World scientists’ warning to humanity on microorganisms and climate change
In 1992, the Union of Concerned Scientists in Washington DC, and more than 1,700 researchers, issued the World Scientists’ Warning to Humanity. It cautioned that humans were inflicting “harsh and often irreversible damage” on the environment, and that current practices were endangering humanity’s future. More than 21,000 scientists have so far endorsed a widely publicized and equally stark second warning, issued in 2017.
This week, part of the Scientists’ Warning movement calls attention to a factor that has been largely ignored: microbes. In a Consensus Statement published in Nature Reviews Microbiology, 33 leading microbiologists from around the world “put humanity on notice” that the impact of climate change will depend heavily on the response of microorganisms.
The ubiquity and diversity of bacteria, archaea, viruses, fungi and protozoa have been appreciated only in recent decades. Researchers recognize the colossal number (around 1030 total bacteria and archaea) and range of microorganisms, and that they are essential to the food web and the cycling of carbon and other elements. Microorganisms can speed the release of greenhouse gases from thawing permafrost, and climate change increases the spread of infectious diseases that threaten public health and food security. [Continue reading…]
The foolishness of disregarding the effects that microorganisms have on human life was recently highlighted by Fox News host Pete Hegseth when he revealed that he hadn’t washed his hands for ten years because, he claimed, “germs are not a real thing.”
Hegseth’s ignorance, however, is not so far outside the mainstream as it might appear.
Out of sight, out of mind is the norm rather than the exception as most people proceed through their lives. Whether that relates to the fate of refugees, the accumulation of plastics in the deepest ocean troughs, or the rising levels of CO2, the human tendency is indeed to treat the things we cannot see as though they don’t exist.
The fact that I called this website, Attention to the Unseen, was always meant to convey an implicit subtext: when we don’t pay attention to the unseen, we are out of tune with the conditions that support life.
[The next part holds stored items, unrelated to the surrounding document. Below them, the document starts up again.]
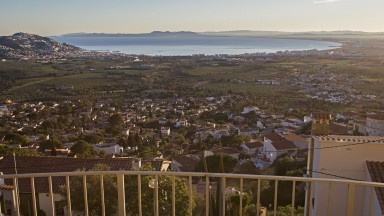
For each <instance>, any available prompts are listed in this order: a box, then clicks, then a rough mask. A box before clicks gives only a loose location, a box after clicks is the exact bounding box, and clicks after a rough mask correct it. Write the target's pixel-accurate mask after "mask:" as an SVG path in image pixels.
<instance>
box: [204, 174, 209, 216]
mask: <svg viewBox="0 0 384 216" xmlns="http://www.w3.org/2000/svg"><path fill="white" fill-rule="evenodd" d="M209 192H210V190H209V176H208V175H206V176H205V215H206V216H209V203H210V202H209V201H210V197H209V196H210V194H209Z"/></svg>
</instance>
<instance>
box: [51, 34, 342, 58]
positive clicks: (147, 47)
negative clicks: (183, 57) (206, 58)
mask: <svg viewBox="0 0 384 216" xmlns="http://www.w3.org/2000/svg"><path fill="white" fill-rule="evenodd" d="M52 38H53V39H55V40H58V41H60V42H62V43H64V42H65V43H68V44H71V45H75V46H78V47H81V48H83V49H85V50H90V51H104V52H105V51H110V52H121V53H126V54H135V55H151V56H188V55H195V54H204V55H217V54H228V55H240V54H246V53H249V54H251V53H276V52H278V51H302V50H314V49H316V50H327V49H335V48H337V47H340V46H341V44H339V43H336V42H329V41H317V40H302V39H272V38H251V37H212V36H210V37H176V36H175V37H135V36H131V37H76V36H65V37H62V36H58V37H52Z"/></svg>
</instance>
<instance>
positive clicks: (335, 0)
mask: <svg viewBox="0 0 384 216" xmlns="http://www.w3.org/2000/svg"><path fill="white" fill-rule="evenodd" d="M341 1H343V0H315V1H313V4H326V3H336V2H341Z"/></svg>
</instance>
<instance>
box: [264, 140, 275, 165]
mask: <svg viewBox="0 0 384 216" xmlns="http://www.w3.org/2000/svg"><path fill="white" fill-rule="evenodd" d="M264 154H265V156H266V157H267V158H268V159H269V160H270V161H275V160H276V158H277V157H278V152H276V149H275V147H274V146H273V145H272V143H271V140H269V139H266V140H265V141H264Z"/></svg>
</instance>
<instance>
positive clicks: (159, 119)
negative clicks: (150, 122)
mask: <svg viewBox="0 0 384 216" xmlns="http://www.w3.org/2000/svg"><path fill="white" fill-rule="evenodd" d="M167 123H168V119H166V118H161V119H159V124H161V125H165V124H167Z"/></svg>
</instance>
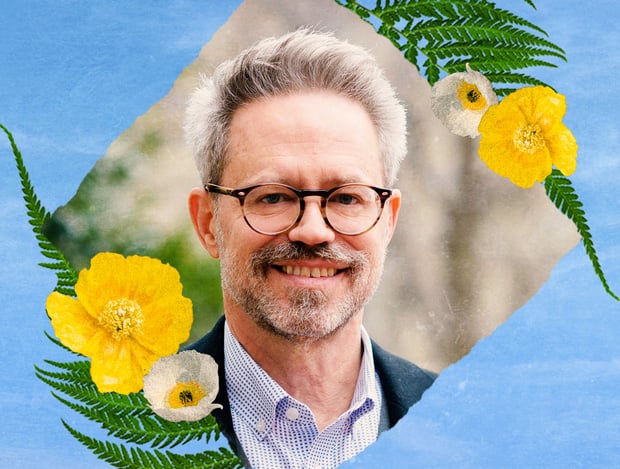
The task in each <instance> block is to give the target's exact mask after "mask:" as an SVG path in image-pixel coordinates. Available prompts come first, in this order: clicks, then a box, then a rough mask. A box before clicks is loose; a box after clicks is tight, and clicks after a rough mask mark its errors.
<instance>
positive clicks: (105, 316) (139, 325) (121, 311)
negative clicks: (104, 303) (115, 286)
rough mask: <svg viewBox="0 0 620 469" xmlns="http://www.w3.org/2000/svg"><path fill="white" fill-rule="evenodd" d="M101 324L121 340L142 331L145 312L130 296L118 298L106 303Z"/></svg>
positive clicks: (112, 334) (115, 336) (115, 337)
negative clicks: (142, 326)
mask: <svg viewBox="0 0 620 469" xmlns="http://www.w3.org/2000/svg"><path fill="white" fill-rule="evenodd" d="M99 324H101V326H103V327H104V328H105V329H106V330H107V331H108V332H109V333H110V334H111V335H112V337H113V338H114V339H116V340H120V339H122V338H125V337H129V336H131V335H137V334H140V333H141V332H142V325H143V324H144V314H142V308H140V305H139V304H138V303H137V302H135V301H133V300H130V299H128V298H117V299H114V300H110V301H108V303H107V304H106V305H105V307H104V308H103V311H102V312H101V315H100V316H99Z"/></svg>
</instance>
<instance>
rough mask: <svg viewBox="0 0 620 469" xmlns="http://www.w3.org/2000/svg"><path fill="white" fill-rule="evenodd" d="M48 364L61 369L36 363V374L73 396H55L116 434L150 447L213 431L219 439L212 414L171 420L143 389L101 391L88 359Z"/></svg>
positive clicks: (187, 439)
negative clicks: (84, 360) (126, 392)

Contrary to the perspective afforded by our narrowly constrained perceptions, we are by no means the most prolific form of life on this planet.
Neither is the seeming singularity of our body our own in the way we take it to be.
In cellular citadels where non-human cells outnumber human cells, the distinction between host and microbial colonist conjures a hierarchy of governance that says more about our imaginary identities than it says about the ecological reality.
As bipeds whose line of sight rarely encompasses the ground upon which we stand, we are perpetually inclined, imaginatively and literally, to overlook the foundation of our existence.